Джек стоял и смотрел в огромное окно. Самолетов в их аэропорту было немного, и Джек точно знал, когда Том и Дилан поднимутся в небо. Он разглядывал аэробус с синей лентой вдоль корпуса. Джек никогда не летал на самолетах, но всегда хотел прочувствовать, как закладывает уши, сердце стучит в голове, а в кровь поступает адреналин, когда самолет отрывается от земли. Вот и настал тот самый момент прощания. Нет ничего нагляднее и драматичнее, чем подъем самолета в небо. Тоска намеревалась разорвать сердце Джека, утянуть в отчаяние и безысходность. Однако понимание, что ничего еще не кончено, вытеснило бессмысленные переживания. Он обязательно соберет деньги, поступит, куда хочет, и те самые отвернувшиеся поначалу звезды изменят свое решение. На лице Джека расцвела уверенная, счастливая улыбка. Он неожиданно вспомнил о листке Тома и быстро развернул его, провожая хвост самолета, уносящего друга прямиком к мечте.
Джек охнул от неожиданности.
«Этот мальчик мечтал полететь к звездам,
И многие крутили пальцем у виска,
Никто из них не знал его судьбу, его рождение.

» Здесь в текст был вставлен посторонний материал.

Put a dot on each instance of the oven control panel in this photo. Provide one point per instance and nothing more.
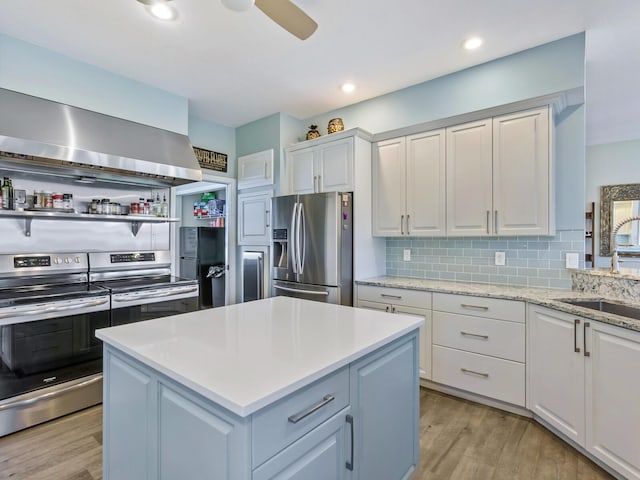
(133, 257)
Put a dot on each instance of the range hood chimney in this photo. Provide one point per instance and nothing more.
(45, 135)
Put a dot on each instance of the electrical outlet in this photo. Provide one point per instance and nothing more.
(572, 260)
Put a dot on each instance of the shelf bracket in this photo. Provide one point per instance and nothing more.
(135, 227)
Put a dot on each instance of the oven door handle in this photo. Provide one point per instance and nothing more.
(155, 295)
(75, 306)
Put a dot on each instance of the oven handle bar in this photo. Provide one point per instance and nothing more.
(75, 306)
(158, 294)
(54, 393)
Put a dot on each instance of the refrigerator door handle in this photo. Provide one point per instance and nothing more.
(292, 237)
(303, 237)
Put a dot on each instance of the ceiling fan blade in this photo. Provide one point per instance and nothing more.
(289, 16)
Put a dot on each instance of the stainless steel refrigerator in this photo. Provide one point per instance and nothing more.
(200, 249)
(313, 247)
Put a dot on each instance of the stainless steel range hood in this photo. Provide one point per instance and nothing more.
(48, 137)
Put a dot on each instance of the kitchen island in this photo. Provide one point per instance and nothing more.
(277, 388)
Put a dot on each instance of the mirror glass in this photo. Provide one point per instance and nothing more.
(618, 202)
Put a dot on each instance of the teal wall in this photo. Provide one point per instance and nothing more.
(219, 138)
(611, 164)
(36, 71)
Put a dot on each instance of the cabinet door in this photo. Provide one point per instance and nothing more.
(426, 182)
(388, 177)
(335, 166)
(613, 416)
(469, 178)
(254, 218)
(521, 173)
(301, 171)
(384, 400)
(555, 365)
(255, 170)
(320, 455)
(424, 337)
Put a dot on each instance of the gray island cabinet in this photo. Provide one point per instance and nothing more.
(278, 388)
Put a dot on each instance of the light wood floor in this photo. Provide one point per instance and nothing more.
(460, 440)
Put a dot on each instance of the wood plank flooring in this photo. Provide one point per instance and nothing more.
(460, 440)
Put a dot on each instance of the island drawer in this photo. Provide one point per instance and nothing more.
(480, 335)
(395, 296)
(277, 426)
(510, 310)
(492, 377)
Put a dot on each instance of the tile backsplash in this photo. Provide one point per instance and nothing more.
(530, 261)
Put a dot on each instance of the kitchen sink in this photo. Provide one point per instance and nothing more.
(608, 307)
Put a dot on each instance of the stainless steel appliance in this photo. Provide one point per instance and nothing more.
(200, 249)
(50, 360)
(252, 274)
(141, 285)
(313, 247)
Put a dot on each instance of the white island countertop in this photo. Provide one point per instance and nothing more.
(246, 356)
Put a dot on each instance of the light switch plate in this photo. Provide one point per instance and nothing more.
(572, 260)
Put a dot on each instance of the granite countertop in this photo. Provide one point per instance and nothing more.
(249, 355)
(547, 297)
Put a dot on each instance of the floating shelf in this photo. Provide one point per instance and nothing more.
(136, 221)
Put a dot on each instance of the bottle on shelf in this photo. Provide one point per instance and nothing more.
(164, 207)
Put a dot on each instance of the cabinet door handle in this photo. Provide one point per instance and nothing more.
(387, 295)
(584, 339)
(314, 408)
(474, 307)
(473, 372)
(349, 465)
(476, 335)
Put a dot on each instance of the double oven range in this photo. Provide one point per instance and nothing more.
(50, 307)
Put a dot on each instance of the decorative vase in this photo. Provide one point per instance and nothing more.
(335, 125)
(313, 132)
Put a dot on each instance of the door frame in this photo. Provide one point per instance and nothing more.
(209, 180)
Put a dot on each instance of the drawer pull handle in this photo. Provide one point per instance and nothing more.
(350, 464)
(305, 413)
(485, 375)
(386, 295)
(476, 335)
(584, 339)
(474, 307)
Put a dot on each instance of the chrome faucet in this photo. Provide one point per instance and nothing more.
(615, 260)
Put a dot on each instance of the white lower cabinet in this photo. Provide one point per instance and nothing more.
(359, 422)
(582, 381)
(409, 302)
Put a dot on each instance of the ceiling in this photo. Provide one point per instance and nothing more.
(236, 67)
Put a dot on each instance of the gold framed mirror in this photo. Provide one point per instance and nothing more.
(618, 202)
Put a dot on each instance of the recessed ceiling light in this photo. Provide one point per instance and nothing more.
(472, 43)
(348, 87)
(160, 9)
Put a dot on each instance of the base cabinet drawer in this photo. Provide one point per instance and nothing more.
(492, 377)
(496, 338)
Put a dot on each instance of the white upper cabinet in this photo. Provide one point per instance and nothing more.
(499, 176)
(255, 170)
(522, 174)
(409, 185)
(327, 167)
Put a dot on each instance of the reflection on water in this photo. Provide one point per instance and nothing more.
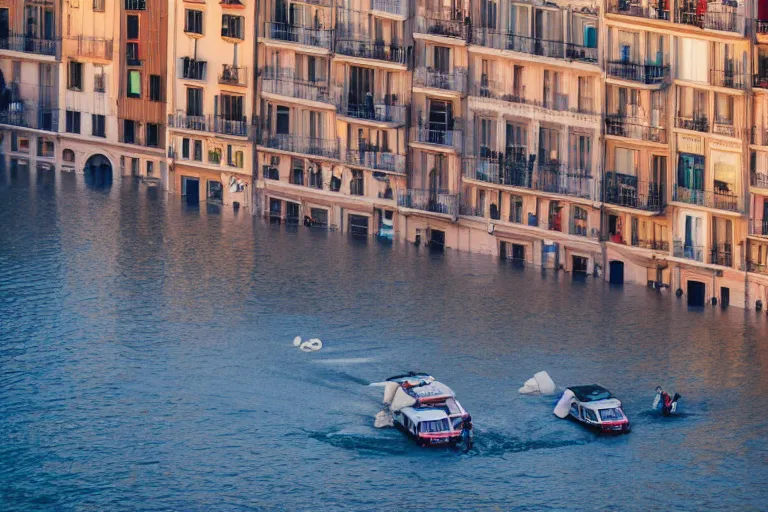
(146, 358)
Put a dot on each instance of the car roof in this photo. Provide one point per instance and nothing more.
(590, 393)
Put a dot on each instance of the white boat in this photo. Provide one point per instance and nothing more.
(426, 410)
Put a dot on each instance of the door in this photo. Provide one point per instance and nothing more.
(616, 272)
(191, 190)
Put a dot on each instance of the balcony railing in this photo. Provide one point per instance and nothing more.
(654, 245)
(555, 178)
(233, 75)
(93, 47)
(211, 124)
(285, 85)
(18, 114)
(731, 79)
(758, 180)
(451, 81)
(758, 227)
(373, 111)
(193, 69)
(628, 191)
(300, 35)
(688, 251)
(651, 11)
(378, 160)
(633, 128)
(438, 136)
(396, 7)
(441, 27)
(698, 123)
(727, 20)
(643, 73)
(721, 254)
(315, 146)
(366, 49)
(710, 199)
(27, 44)
(436, 201)
(512, 170)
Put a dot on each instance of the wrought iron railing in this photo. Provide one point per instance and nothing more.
(298, 34)
(628, 191)
(711, 199)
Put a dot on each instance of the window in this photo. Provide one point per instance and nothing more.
(232, 26)
(98, 126)
(73, 122)
(194, 101)
(132, 28)
(134, 84)
(155, 88)
(194, 22)
(75, 76)
(129, 131)
(153, 135)
(283, 120)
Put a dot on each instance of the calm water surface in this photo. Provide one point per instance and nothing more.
(146, 363)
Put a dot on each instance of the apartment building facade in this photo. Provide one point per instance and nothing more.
(622, 138)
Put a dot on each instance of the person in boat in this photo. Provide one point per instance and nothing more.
(668, 403)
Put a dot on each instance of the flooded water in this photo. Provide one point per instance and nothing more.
(146, 362)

Он просто упал с небес однажды
и захотел обратно»[92]
– Придурок, – улыбнулся Джек и зашагал к выходу.
Октава вторая
Элизабет Рай – певица, которая осталась в истории благодаря песням об искусстве и любви. Она написала свою самую знаменитую песню «Art is a Devil» после того, как неизвестный убил ее мужа. Как выяснилось уже после смерти мужчины, он долгое время избивал жену, но, по словам самой певицы, любовь не позволяла оставить его. Главная черта ее музыки – многогранные фразы. Ее творчество столь неоднозначно и загадочно, что люди до сих пор стараются найти в нем ответ, почему в 2011 году Элизабет покончила с собой.
С
– Ну, хоть это и не Манхеттен, место Трой подобрал отличное. – Дилан чистил зубы и, казалось, разговаривал с собственным отражением. Он сплюнул пену и выдохнул. На самом деле он не понимал, чего ждал. Том продолжал хранить молчание, поэтому время от времени Дилан лишь вел содержательные монологи.

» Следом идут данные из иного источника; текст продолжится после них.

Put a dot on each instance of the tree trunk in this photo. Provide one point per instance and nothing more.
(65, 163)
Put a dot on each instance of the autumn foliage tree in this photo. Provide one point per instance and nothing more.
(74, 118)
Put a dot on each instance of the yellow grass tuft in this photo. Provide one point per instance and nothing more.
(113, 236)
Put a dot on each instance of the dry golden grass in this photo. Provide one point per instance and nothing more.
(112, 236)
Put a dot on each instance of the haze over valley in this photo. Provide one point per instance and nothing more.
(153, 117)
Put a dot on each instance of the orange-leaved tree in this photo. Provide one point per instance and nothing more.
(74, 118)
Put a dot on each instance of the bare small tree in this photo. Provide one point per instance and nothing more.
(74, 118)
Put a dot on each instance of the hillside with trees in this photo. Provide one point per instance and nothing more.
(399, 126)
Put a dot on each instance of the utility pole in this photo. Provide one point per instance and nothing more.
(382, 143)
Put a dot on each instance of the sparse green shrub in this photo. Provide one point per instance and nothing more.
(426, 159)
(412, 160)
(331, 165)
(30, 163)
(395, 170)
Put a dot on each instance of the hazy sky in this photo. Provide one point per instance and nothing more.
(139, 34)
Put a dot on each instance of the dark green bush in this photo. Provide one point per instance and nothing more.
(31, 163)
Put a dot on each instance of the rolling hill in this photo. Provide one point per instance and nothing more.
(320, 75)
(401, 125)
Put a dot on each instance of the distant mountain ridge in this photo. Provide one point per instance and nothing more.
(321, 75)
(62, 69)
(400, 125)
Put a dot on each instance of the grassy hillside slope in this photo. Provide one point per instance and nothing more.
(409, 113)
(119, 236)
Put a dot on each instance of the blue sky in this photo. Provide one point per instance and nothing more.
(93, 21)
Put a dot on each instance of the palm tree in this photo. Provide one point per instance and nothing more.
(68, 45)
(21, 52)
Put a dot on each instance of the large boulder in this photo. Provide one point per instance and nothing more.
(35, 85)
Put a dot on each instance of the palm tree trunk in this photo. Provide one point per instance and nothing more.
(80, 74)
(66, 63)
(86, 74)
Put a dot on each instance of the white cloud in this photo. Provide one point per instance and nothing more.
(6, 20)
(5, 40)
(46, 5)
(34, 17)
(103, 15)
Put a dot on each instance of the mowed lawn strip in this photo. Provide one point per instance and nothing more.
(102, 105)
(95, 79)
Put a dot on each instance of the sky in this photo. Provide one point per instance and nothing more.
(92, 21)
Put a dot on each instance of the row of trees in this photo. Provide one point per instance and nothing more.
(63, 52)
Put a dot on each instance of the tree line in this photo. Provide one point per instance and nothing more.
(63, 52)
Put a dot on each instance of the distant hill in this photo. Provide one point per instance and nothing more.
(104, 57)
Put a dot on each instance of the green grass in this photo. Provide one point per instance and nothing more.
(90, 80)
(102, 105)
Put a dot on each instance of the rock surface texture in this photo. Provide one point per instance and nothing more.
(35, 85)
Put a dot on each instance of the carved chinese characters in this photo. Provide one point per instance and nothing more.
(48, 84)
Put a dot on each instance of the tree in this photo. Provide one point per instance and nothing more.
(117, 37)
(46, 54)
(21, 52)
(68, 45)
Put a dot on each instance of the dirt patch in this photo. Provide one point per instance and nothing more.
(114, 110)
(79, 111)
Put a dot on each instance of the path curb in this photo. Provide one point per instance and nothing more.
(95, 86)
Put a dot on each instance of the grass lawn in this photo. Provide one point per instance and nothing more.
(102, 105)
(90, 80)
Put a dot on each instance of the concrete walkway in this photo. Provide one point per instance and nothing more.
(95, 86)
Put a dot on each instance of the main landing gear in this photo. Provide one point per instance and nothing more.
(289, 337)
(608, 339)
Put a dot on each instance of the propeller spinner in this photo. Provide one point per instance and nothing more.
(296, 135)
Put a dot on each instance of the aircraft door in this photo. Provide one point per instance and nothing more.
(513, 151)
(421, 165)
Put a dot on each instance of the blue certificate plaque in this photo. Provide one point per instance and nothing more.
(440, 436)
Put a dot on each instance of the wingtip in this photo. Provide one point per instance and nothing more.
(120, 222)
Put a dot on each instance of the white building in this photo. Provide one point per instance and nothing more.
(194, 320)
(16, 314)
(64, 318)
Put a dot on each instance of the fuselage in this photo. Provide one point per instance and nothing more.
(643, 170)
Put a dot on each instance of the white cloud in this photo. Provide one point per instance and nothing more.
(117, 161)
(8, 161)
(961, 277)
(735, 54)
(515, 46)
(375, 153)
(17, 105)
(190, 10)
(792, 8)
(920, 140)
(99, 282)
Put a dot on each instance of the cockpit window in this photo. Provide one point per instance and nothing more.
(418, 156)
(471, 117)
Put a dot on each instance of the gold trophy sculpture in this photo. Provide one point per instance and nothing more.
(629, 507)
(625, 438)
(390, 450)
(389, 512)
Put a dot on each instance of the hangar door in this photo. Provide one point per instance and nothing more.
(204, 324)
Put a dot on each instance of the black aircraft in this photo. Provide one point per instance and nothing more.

Они уже третий день обитали в квартире, которую подобрал Трой. Коробок, которые привезла их транспортная компания, оказалось не так много, но лень и жара превратили распаковку в долгий и мучительный процесс. Единственным свободным и более-менее обустроенным местом стала ванная. И то по большей части из-за уходовой косметики Дилана, которую тот держал в идеальном порядке. Он промыл свою зубную щетку, бережно поставил в специально отведенный стаканчик и начал умываться. Промокнув кожу полотенцем, он присмотрелся к волосам, отмечая отросшие корни, и решил, что через пару недель нужно будет краситься. Уложив непослушные волосы, сменив пирсинг в ушах на черные колечки, Дилан остался доволен образом. Теперь ему предстояло найти, что надеть: исследовать Нью-Йорк в оранжевых боксерах было чревато последствиями в виде такой же оранжевой тюремной формы.

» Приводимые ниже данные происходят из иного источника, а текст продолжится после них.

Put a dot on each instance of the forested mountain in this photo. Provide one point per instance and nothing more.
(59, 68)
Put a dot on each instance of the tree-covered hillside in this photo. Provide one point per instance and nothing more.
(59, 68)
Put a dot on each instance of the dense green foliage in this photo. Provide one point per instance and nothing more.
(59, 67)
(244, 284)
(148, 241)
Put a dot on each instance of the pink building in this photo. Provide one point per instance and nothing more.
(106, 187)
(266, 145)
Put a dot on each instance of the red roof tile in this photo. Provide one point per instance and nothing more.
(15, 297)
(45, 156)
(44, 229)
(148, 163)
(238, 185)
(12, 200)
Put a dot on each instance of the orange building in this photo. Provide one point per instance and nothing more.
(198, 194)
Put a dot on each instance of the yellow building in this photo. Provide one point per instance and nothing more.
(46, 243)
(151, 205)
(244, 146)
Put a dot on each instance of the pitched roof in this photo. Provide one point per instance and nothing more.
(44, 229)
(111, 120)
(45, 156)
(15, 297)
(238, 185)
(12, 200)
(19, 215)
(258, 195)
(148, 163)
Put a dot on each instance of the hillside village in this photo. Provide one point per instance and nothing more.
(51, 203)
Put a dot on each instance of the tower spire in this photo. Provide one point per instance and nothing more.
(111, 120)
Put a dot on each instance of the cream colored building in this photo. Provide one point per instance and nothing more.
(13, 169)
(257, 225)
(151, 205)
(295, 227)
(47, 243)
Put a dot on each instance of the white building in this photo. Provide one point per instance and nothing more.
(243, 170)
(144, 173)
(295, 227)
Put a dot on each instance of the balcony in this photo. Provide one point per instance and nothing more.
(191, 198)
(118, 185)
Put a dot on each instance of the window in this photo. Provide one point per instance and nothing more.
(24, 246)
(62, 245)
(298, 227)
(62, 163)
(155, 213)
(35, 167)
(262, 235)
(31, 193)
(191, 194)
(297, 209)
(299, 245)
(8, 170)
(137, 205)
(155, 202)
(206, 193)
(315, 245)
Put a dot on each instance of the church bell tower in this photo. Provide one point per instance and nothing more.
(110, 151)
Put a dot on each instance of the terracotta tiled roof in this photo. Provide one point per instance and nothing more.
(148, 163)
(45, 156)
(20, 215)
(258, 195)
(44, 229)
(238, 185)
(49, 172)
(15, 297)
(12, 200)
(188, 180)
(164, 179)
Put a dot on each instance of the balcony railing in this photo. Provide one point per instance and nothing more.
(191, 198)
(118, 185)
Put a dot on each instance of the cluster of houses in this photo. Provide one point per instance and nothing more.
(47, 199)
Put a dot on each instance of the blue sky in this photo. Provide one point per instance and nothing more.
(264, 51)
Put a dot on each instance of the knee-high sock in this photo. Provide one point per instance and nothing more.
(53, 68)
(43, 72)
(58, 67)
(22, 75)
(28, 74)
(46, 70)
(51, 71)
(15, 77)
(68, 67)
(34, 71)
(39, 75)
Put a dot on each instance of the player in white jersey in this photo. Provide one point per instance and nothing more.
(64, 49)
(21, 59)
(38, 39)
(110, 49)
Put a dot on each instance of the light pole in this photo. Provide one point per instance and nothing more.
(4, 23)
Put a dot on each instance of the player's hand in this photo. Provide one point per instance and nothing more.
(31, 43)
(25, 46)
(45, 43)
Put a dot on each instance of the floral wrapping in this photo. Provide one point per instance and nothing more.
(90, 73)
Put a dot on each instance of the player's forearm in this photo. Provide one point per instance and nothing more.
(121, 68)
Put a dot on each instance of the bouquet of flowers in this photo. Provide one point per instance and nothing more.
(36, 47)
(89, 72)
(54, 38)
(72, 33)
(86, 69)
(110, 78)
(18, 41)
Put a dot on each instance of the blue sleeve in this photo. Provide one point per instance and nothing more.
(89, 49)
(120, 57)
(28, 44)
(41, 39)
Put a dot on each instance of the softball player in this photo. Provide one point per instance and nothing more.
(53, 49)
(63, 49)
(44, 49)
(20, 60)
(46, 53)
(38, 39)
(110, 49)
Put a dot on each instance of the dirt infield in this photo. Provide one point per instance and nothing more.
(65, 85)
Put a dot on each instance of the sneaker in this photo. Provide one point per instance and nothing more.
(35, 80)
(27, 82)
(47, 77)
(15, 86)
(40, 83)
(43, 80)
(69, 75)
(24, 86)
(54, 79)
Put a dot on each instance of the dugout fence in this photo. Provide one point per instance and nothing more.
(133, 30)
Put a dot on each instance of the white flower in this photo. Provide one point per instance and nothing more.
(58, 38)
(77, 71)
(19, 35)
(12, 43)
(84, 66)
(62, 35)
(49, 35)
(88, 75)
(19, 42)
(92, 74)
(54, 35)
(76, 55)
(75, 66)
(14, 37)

Дилан вышел из ванной и прищурил глаза в поисках Тома. Тот, как и все три дня, лежал на диване. Его активность ограничивалась простыми тропами: кровать-диван, туалет-кровать, иногда в маршруте возникал пункт «холодильник». На удивление Том практически не ел. С виду он не отличался худобой и имел среднестатистическое телосложение.